In this part, I showed installation of SharePoint 2016 Server. In the next part, we will see the service accounts and other configuration required to configure SharePoint 2016 Application server. Till then, keep watching this space.

Build SQL Server 2014 (Part 3)

Build SQL Server 2014 (Part 3)

In part 2, I showed you how to build an Active Directory Domain Controller. In this part, we shall build a SQL Server 2014 SP1 database server. The following steps are to install SQL Server 2014 SP1. These steps do not necessarily include hardening and enterprise grade configuration, but I have added two critical steps which is part of best practices, i.e. custom instance name and SPN configuration. .Net Framework 3.5 is a mandatory pre-requisite. You can verify and install it using Add Roles and Features Wizard under Features as shown in Figure 1.

Figure 1

  1. Run SQL Server setup.exe and under installation, select New SQL Server stand-alone installation or add features to an existing installation.

Figure 2

  1. Enter your Product Key (or select evaluation) and click next. Click next after accepting the License Terms.

Figure 3

  1. Select Use Microsoft Update to check for updates (recommended) and click next.

Figure 4

  1. Click next

Figure 5

  1. On the Setup Role, select SQL Server Feature Installation and click next.

Figure 6

  1. Select Database Engine Services along with other required Shared Features as showing in Figure 7 and 8

Figure 7

Figure 8

  1. Click on Named Instance and enter the name of Instance you wish to select.
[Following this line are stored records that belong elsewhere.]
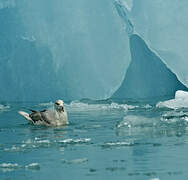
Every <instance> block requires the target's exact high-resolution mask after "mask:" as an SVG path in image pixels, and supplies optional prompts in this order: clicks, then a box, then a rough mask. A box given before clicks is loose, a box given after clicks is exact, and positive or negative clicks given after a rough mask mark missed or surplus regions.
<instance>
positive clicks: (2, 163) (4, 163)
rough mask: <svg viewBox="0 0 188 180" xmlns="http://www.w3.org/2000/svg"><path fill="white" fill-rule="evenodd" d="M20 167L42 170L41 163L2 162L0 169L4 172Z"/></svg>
mask: <svg viewBox="0 0 188 180" xmlns="http://www.w3.org/2000/svg"><path fill="white" fill-rule="evenodd" d="M19 169H26V170H40V165H39V163H31V164H28V165H25V166H23V165H19V164H17V163H2V164H0V171H2V172H10V171H15V170H19Z"/></svg>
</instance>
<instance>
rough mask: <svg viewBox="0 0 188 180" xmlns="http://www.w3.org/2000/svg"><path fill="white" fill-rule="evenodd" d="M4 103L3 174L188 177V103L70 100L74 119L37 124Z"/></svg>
mask: <svg viewBox="0 0 188 180" xmlns="http://www.w3.org/2000/svg"><path fill="white" fill-rule="evenodd" d="M52 106H53V104H52V103H46V104H45V103H40V104H39V103H25V104H24V103H22V104H21V103H9V104H4V105H3V104H2V105H0V180H26V179H27V180H29V179H36V180H38V179H45V180H46V179H54V180H55V179H58V180H59V179H65V180H68V179H71V180H79V179H80V180H88V179H93V180H95V179H98V180H104V179H108V180H114V179H117V180H122V179H130V180H133V179H138V180H163V179H171V180H173V179H174V180H175V179H176V180H177V179H187V178H188V168H187V167H188V155H187V154H188V109H187V108H184V107H182V106H180V107H174V106H175V105H174V102H171V101H169V102H168V103H166V104H163V103H162V104H158V105H157V106H156V105H149V104H138V103H134V104H125V103H123V104H117V103H113V102H110V103H107V102H106V104H105V102H99V103H96V102H95V103H89V104H88V103H87V102H78V101H75V102H72V103H68V104H66V109H67V111H68V115H69V121H70V125H68V126H66V127H58V128H55V127H50V128H47V127H39V126H38V127H37V126H33V125H30V124H28V123H27V121H26V120H25V119H24V118H22V117H21V116H20V115H19V114H18V113H17V111H18V110H25V109H27V108H34V109H44V108H51V107H52Z"/></svg>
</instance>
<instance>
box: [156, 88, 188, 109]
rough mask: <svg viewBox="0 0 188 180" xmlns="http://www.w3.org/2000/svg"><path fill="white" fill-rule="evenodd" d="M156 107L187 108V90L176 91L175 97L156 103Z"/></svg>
mask: <svg viewBox="0 0 188 180" xmlns="http://www.w3.org/2000/svg"><path fill="white" fill-rule="evenodd" d="M156 107H158V108H170V109H180V108H188V92H185V91H177V92H176V94H175V99H171V100H168V101H164V102H159V103H157V105H156Z"/></svg>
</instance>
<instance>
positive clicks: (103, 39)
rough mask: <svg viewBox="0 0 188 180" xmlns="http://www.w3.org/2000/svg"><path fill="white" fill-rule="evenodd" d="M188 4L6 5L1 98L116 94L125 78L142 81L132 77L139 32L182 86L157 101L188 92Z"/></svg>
mask: <svg viewBox="0 0 188 180" xmlns="http://www.w3.org/2000/svg"><path fill="white" fill-rule="evenodd" d="M187 5H188V2H187V1H186V0H182V1H181V2H180V1H178V0H174V1H173V2H172V1H171V0H166V1H165V2H164V1H161V0H156V1H149V0H142V1H137V0H122V1H120V0H118V1H115V2H114V1H109V0H103V1H101V0H95V1H88V0H79V1H75V0H54V1H53V2H52V1H51V0H32V1H28V0H22V1H20V0H0V22H1V29H0V82H1V86H0V100H1V101H53V100H55V99H57V98H58V99H59V98H62V99H64V100H78V99H82V98H90V99H96V100H98V99H107V98H110V97H112V96H113V97H114V94H116V93H115V92H117V89H118V88H119V87H120V86H121V85H123V84H124V82H125V81H124V80H125V79H126V80H127V79H130V81H131V79H135V78H136V77H135V76H137V74H136V73H135V74H134V73H133V74H132V75H131V77H130V73H129V72H128V71H130V67H131V66H132V65H131V64H134V63H135V61H134V63H133V62H131V55H132V52H131V48H132V47H130V44H129V39H130V38H131V37H132V36H133V35H134V34H137V35H138V36H139V37H140V38H141V39H142V40H141V41H143V42H144V43H142V44H143V45H144V44H146V46H147V47H148V48H149V50H150V51H148V52H152V53H153V54H155V55H156V56H157V57H158V58H159V59H160V60H161V61H163V62H164V64H165V65H166V67H167V69H169V71H170V72H173V73H174V75H172V74H171V78H172V76H173V77H174V80H175V79H176V78H177V79H176V80H175V81H174V82H173V83H175V82H176V83H177V84H179V85H177V86H176V87H175V88H174V89H173V90H170V92H169V93H167V91H168V89H170V87H171V86H172V84H173V83H172V81H171V82H169V83H167V85H169V86H170V87H169V88H168V87H167V85H166V86H165V87H166V88H165V89H166V90H165V92H166V93H159V94H158V93H156V96H158V95H164V94H167V95H172V94H174V91H175V90H178V89H182V90H185V88H184V85H183V84H185V85H188V72H187V68H186V65H187V62H186V60H187V58H188V51H187V49H186V45H187V36H186V34H187V28H188V22H187V21H186V17H187V7H188V6H187ZM159 12H160V13H159ZM133 44H134V43H133ZM140 48H141V47H140ZM133 49H134V48H133ZM134 54H135V53H134ZM128 67H129V68H128ZM126 76H129V77H126ZM176 76H177V77H176ZM153 82H155V80H154V81H153ZM143 83H144V82H143ZM181 83H182V85H181ZM152 86H153V89H155V87H156V86H157V85H154V83H153V84H152ZM180 86H181V87H183V88H181V87H180ZM177 87H178V88H177ZM151 89H152V87H151ZM145 90H146V88H145V89H143V91H142V92H144V91H145ZM161 91H162V90H161ZM149 94H150V93H149ZM153 95H154V94H153ZM142 96H143V97H142ZM136 97H139V98H146V97H147V96H146V95H145V94H140V95H139V96H136ZM148 97H151V96H148ZM122 98H124V96H122Z"/></svg>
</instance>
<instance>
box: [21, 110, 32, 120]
mask: <svg viewBox="0 0 188 180" xmlns="http://www.w3.org/2000/svg"><path fill="white" fill-rule="evenodd" d="M18 113H19V114H20V115H22V116H23V117H24V118H26V119H27V120H28V121H32V119H31V118H30V117H29V114H28V113H26V112H24V111H18Z"/></svg>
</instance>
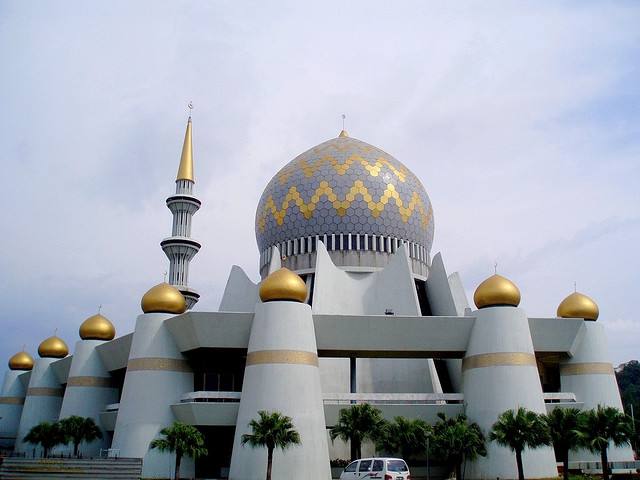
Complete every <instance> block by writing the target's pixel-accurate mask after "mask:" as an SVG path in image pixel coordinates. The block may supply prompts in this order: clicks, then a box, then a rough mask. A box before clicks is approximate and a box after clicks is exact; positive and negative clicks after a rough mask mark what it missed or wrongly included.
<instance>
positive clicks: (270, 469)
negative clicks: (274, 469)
mask: <svg viewBox="0 0 640 480" xmlns="http://www.w3.org/2000/svg"><path fill="white" fill-rule="evenodd" d="M272 465H273V448H267V480H271V466H272Z"/></svg>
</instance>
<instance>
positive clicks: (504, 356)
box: [462, 352, 537, 372]
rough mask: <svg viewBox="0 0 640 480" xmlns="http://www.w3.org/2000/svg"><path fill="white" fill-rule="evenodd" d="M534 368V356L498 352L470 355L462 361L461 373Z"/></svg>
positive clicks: (530, 355)
mask: <svg viewBox="0 0 640 480" xmlns="http://www.w3.org/2000/svg"><path fill="white" fill-rule="evenodd" d="M518 366H533V367H536V366H537V364H536V356H535V355H534V354H532V353H522V352H499V353H481V354H479V355H471V356H470V357H467V358H465V359H463V360H462V371H463V372H464V371H467V370H471V369H473V368H485V367H518Z"/></svg>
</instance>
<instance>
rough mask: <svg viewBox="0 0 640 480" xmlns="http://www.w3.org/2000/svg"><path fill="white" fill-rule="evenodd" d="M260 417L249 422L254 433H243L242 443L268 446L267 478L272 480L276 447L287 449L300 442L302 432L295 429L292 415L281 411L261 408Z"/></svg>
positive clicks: (284, 449) (299, 442) (262, 445)
mask: <svg viewBox="0 0 640 480" xmlns="http://www.w3.org/2000/svg"><path fill="white" fill-rule="evenodd" d="M258 415H259V418H258V419H257V420H256V419H253V420H251V421H250V422H249V427H251V431H252V432H253V433H245V434H244V435H242V445H246V444H247V443H248V444H249V445H250V446H251V447H254V448H255V447H267V477H266V478H267V480H271V467H272V466H273V451H274V450H275V449H276V448H279V449H281V450H286V449H287V448H289V447H290V446H292V445H299V444H300V434H299V433H298V432H297V431H296V430H295V427H294V425H293V421H292V420H291V417H287V416H286V415H282V414H281V413H280V412H267V411H266V410H260V411H259V412H258Z"/></svg>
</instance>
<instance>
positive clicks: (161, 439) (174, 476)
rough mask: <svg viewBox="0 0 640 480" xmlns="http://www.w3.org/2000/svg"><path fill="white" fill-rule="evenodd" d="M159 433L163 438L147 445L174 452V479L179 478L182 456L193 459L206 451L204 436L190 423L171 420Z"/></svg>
mask: <svg viewBox="0 0 640 480" xmlns="http://www.w3.org/2000/svg"><path fill="white" fill-rule="evenodd" d="M160 435H162V436H164V438H156V439H155V440H153V441H152V442H151V444H150V445H149V446H150V447H151V448H157V449H158V450H160V451H161V452H171V453H174V452H175V454H176V465H175V474H174V478H175V479H176V480H180V463H182V457H183V456H187V457H191V458H193V459H194V460H195V459H197V458H199V457H202V456H204V455H206V454H207V453H208V452H207V449H206V448H205V446H204V436H203V435H202V433H200V431H199V430H198V429H197V428H196V427H194V426H192V425H187V424H186V423H182V422H173V424H172V425H171V426H170V427H165V428H163V429H162V430H160Z"/></svg>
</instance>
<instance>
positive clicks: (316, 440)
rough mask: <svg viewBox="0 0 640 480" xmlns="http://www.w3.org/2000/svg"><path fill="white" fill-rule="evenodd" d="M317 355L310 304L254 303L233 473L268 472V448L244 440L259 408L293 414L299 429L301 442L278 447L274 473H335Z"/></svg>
mask: <svg viewBox="0 0 640 480" xmlns="http://www.w3.org/2000/svg"><path fill="white" fill-rule="evenodd" d="M254 358H255V361H254V360H252V359H254ZM317 358H318V357H317V348H316V339H315V333H314V330H313V318H312V316H311V308H310V307H309V306H308V305H305V304H301V303H295V302H284V301H276V302H268V303H260V304H258V305H257V306H256V315H255V317H254V321H253V326H252V328H251V337H250V339H249V347H248V351H247V367H246V369H245V378H244V383H243V387H242V397H241V400H240V410H239V412H238V420H237V424H236V432H235V438H234V444H233V455H232V457H231V469H230V472H229V478H230V479H232V480H262V478H263V477H264V475H265V472H266V465H267V462H266V460H267V454H266V449H264V448H263V449H254V448H251V447H250V446H248V445H247V446H243V445H242V442H241V439H242V435H243V434H245V433H251V431H250V428H249V426H248V424H249V422H250V421H251V420H252V419H255V418H257V417H258V412H259V411H261V410H265V411H269V412H274V411H275V412H280V413H282V414H283V415H286V416H288V417H291V419H292V420H293V425H294V426H295V429H296V430H297V431H298V433H299V434H300V440H301V444H300V445H297V446H293V447H291V448H290V449H288V450H287V451H286V453H283V452H281V451H279V450H276V452H274V465H273V472H272V473H273V478H287V477H289V476H291V475H293V476H296V475H295V474H294V473H293V472H300V473H301V472H304V477H305V478H307V479H310V480H328V479H330V478H331V471H330V468H329V449H328V445H327V436H326V432H325V425H326V422H325V418H324V409H323V405H322V391H321V388H320V374H319V371H318V364H317ZM253 362H255V363H253Z"/></svg>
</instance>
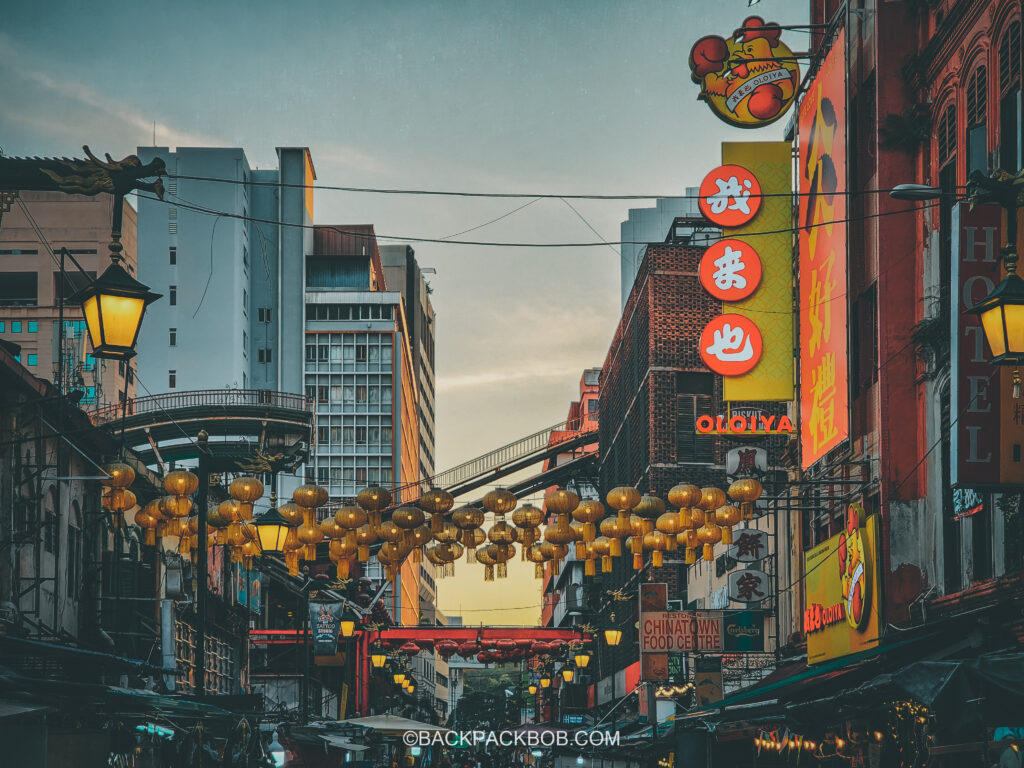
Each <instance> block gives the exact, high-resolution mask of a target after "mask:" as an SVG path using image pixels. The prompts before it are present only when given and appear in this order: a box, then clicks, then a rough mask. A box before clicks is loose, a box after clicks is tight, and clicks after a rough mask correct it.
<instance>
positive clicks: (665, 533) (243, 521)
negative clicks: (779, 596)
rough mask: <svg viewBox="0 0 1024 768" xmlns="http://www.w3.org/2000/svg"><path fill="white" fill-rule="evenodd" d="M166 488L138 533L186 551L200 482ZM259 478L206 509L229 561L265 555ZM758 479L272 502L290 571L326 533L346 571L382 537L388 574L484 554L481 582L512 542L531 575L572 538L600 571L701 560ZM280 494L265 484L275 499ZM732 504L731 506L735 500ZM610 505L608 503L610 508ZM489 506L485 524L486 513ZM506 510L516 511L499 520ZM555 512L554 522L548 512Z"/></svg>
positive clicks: (194, 533)
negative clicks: (724, 482)
mask: <svg viewBox="0 0 1024 768" xmlns="http://www.w3.org/2000/svg"><path fill="white" fill-rule="evenodd" d="M106 473H108V475H109V477H108V478H106V479H104V481H103V484H104V485H105V486H106V487H108V490H106V493H105V494H104V495H103V506H104V507H105V508H106V509H109V510H111V511H112V512H115V513H116V514H117V516H118V517H119V519H123V517H122V516H123V513H124V512H125V511H126V510H129V509H131V508H133V507H134V506H135V504H136V501H135V497H134V495H133V494H132V493H131V492H130V490H128V489H127V488H128V485H130V484H131V482H132V481H133V480H134V472H133V471H132V469H131V467H129V466H128V465H125V464H114V465H110V466H109V467H106ZM163 484H164V490H165V493H166V496H164V497H162V498H160V499H156V500H154V501H152V502H150V503H148V504H146V505H145V507H144V508H143V509H141V510H139V511H138V512H137V513H136V515H135V522H136V524H137V525H139V527H141V528H143V530H144V531H145V535H144V543H145V544H146V545H150V546H153V545H155V544H156V543H157V540H158V539H162V538H163V537H169V536H171V537H177V538H178V539H179V551H180V552H182V553H183V554H188V553H189V552H190V551H191V550H194V549H195V548H196V547H198V546H199V542H198V541H197V531H198V529H199V525H198V518H197V516H196V514H195V511H194V504H193V501H191V496H193V495H194V494H195V493H196V490H197V489H198V487H199V478H198V477H197V475H195V474H194V473H193V472H189V471H188V470H183V469H177V470H173V471H171V472H169V473H168V474H167V476H166V477H165V478H164V483H163ZM263 490H264V488H263V483H262V482H261V481H260V480H259V479H258V478H256V477H253V476H242V477H238V478H236V479H233V480H232V481H231V483H230V485H229V486H228V497H229V498H228V499H227V500H225V501H224V502H221V503H220V504H219V505H218V506H217V507H215V508H213V509H211V510H209V512H208V523H209V536H208V541H207V542H206V545H207V546H208V547H209V546H213V545H214V544H218V545H223V546H226V547H227V548H228V549H229V551H230V557H231V561H232V562H244V563H246V565H250V564H251V560H252V558H253V557H256V556H258V555H260V554H261V552H262V549H261V539H260V532H259V529H258V528H259V524H258V522H259V521H257V523H254V521H253V505H254V504H255V502H256V501H257V500H258V499H260V498H261V497H262V496H263ZM761 494H762V486H761V483H760V482H759V481H758V480H756V479H753V478H742V479H738V480H736V481H735V482H733V483H732V484H731V485H730V486H729V489H728V492H725V490H722V489H721V488H719V487H715V486H708V487H702V488H701V487H698V486H697V485H692V484H687V483H684V484H680V485H676V486H675V487H673V488H672V489H671V490H670V492H669V494H668V504H667V503H666V501H665V500H663V499H660V498H658V497H656V496H654V495H653V494H644V495H641V494H640V492H638V490H637V489H636V488H634V487H632V486H626V485H624V486H620V487H615V488H613V489H612V490H610V492H609V493H608V494H607V496H606V497H605V502H606V504H607V508H606V507H605V504H602V503H601V502H600V501H597V500H592V499H587V500H581V499H580V497H579V496H578V495H577V494H574V493H572V492H571V490H568V489H565V488H554V489H552V490H550V492H549V493H548V494H547V495H546V496H545V499H544V509H543V510H542V509H540V508H538V507H535V506H534V505H531V504H523V505H522V506H518V500H517V498H516V496H515V495H514V494H513V493H511V492H510V490H507V489H505V488H496V489H494V490H490V492H489V493H488V494H486V495H485V496H484V497H483V499H482V500H481V502H480V507H482V509H481V508H478V507H475V506H472V505H466V506H462V507H459V508H457V509H455V510H454V511H453V507H454V506H455V498H454V497H453V496H452V494H450V493H449V492H446V490H443V489H440V488H434V489H431V490H428V492H427V493H426V494H424V495H423V496H422V497H421V498H420V499H419V500H417V501H416V502H415V503H403V504H400V505H399V506H397V507H396V508H394V509H393V510H392V511H391V514H390V517H389V519H387V520H384V519H383V517H384V511H385V510H388V509H390V508H391V504H392V496H391V493H390V492H389V490H387V489H386V488H383V487H378V486H371V487H367V488H364V489H362V490H360V492H359V494H358V495H357V496H356V498H355V500H354V503H351V504H346V505H345V506H342V507H340V508H339V509H337V511H336V512H335V513H334V515H331V516H328V517H327V518H325V519H324V520H323V521H319V522H317V521H316V510H317V509H318V508H321V507H323V506H324V505H325V504H327V501H328V493H327V490H326V489H325V488H324V487H322V486H319V485H316V484H312V483H307V484H305V485H301V486H300V487H298V488H296V489H295V492H294V493H293V494H292V500H291V501H290V502H288V503H286V504H283V505H281V507H280V508H279V509H276V514H278V515H280V520H281V521H282V524H283V525H284V526H286V528H287V530H286V532H285V535H284V541H283V542H282V543H281V545H280V547H275V549H280V551H281V552H282V553H283V555H284V558H285V564H286V566H287V567H288V570H289V572H290V573H291V574H292V575H297V574H298V572H299V564H300V561H302V560H305V561H314V560H315V559H316V546H317V545H318V544H321V543H322V542H325V541H326V542H328V544H329V546H328V554H329V556H330V559H331V561H332V562H333V563H334V564H335V566H336V568H337V574H338V578H339V579H347V578H348V575H349V573H350V570H351V567H352V565H353V564H355V563H357V562H366V561H367V560H368V559H369V558H370V553H371V547H372V546H374V545H379V549H378V552H377V558H378V560H379V561H380V562H381V564H382V565H383V567H384V569H385V573H386V575H387V579H388V580H389V581H392V582H393V581H394V580H395V578H396V575H397V573H398V570H399V568H400V567H401V565H402V563H403V562H404V561H406V560H407V559H408V558H409V557H412V558H413V561H414V562H418V561H419V560H420V558H421V557H426V558H427V560H428V561H430V562H431V563H433V564H434V565H435V566H437V568H438V578H445V577H451V575H453V574H454V573H455V563H456V562H457V561H458V560H460V559H461V558H462V557H463V556H464V555H465V558H466V561H467V562H469V563H472V562H477V563H480V564H482V565H483V578H484V581H488V582H489V581H494V580H495V579H496V578H497V579H504V578H506V577H507V575H508V563H509V561H511V560H512V559H513V558H514V557H515V555H516V547H517V546H518V547H519V551H520V554H521V558H522V560H523V561H527V562H532V563H534V565H535V575H536V577H537V578H538V579H541V578H543V577H544V573H545V570H546V569H547V570H549V571H550V572H551V574H552V575H557V574H558V572H559V568H560V563H561V562H562V561H563V560H564V559H565V558H566V557H567V556H568V553H569V547H570V546H571V547H573V548H574V554H575V557H577V559H579V560H582V561H583V562H584V572H585V574H586V575H595V574H596V572H597V562H598V560H600V562H601V571H602V572H609V571H610V570H611V569H612V562H613V558H616V557H623V555H624V552H626V551H629V553H630V554H631V555H632V564H633V567H634V569H637V570H639V569H641V568H642V567H643V565H644V556H645V554H649V555H650V559H651V562H652V564H653V565H654V566H655V567H657V566H660V565H662V564H663V562H664V553H665V552H673V551H676V550H677V549H679V548H682V549H683V550H684V551H685V561H686V562H687V563H688V564H692V563H694V562H696V557H697V550H698V549H699V550H700V552H701V557H702V559H705V560H712V559H714V550H715V545H716V544H719V543H721V544H725V545H728V544H731V542H732V527H733V526H734V525H736V524H738V523H739V522H740V521H741V520H750V519H752V518H753V516H754V505H755V502H756V501H757V500H758V499H759V498H760V497H761ZM275 504H276V498H275V496H273V495H271V508H273V507H274V506H275ZM736 505H738V507H737V506H736ZM608 508H610V512H609V511H607V509H608ZM487 514H489V515H492V517H493V523H492V525H490V527H489V528H487V529H484V524H485V520H486V515H487ZM508 515H511V519H510V520H508V519H506V518H507V516H508ZM550 516H554V522H553V523H550V524H547V525H545V521H546V520H547V519H549V518H550Z"/></svg>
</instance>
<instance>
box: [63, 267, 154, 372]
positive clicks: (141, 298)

In this case, I have added SP2016SQL. Click Next.

Figure 9

  1. Change the default account name to SQL Server Service Account that you have created in Active Directory. If you have not yet created, use Active Directory Users and Computers to create a service account. The service account should have local admin rights on SQL Server. Click Next.

Figure 11

  1. Under Database Engine Configuration, you have an option to go total windows authentication or Mixed Mode. For lab accounts, I prefer to use Mixed Mode, but you can choose the one that is convenient to you. Click Next.

Figure 12

  1. The Ready to install screen will show the summary of features and configurations. Its always a good idea to review it. Click Install.

Figure 13

  1. Once the installation is completed successfully, you would see the following screen. Click Close.

Figure 14

  1. Reboot the server.
  2. Open SQL Server Management Studio and verify that you are able to connect to your database instance.

Figure 15

  1. SPN registration is mandatory as we are planning to use Kerberos as authentication method for web applications. Please note that you need to register SPN for
    1. SQL Server Name
    2. SQL Server Name (FQDN):
    3. SQL Server Name Instance:Port
    4. SQL Server Name (FQDN) Instance:Port

    The following figure illustrates SPN registration for MS SQL Server service account.

Figure 16

Once this step has completed, it is imperative to configure firewall for accepting requests to SQL Server based on your existing firewall configurations. The SQL Server is ready for hosting database server for SharePoint 2016.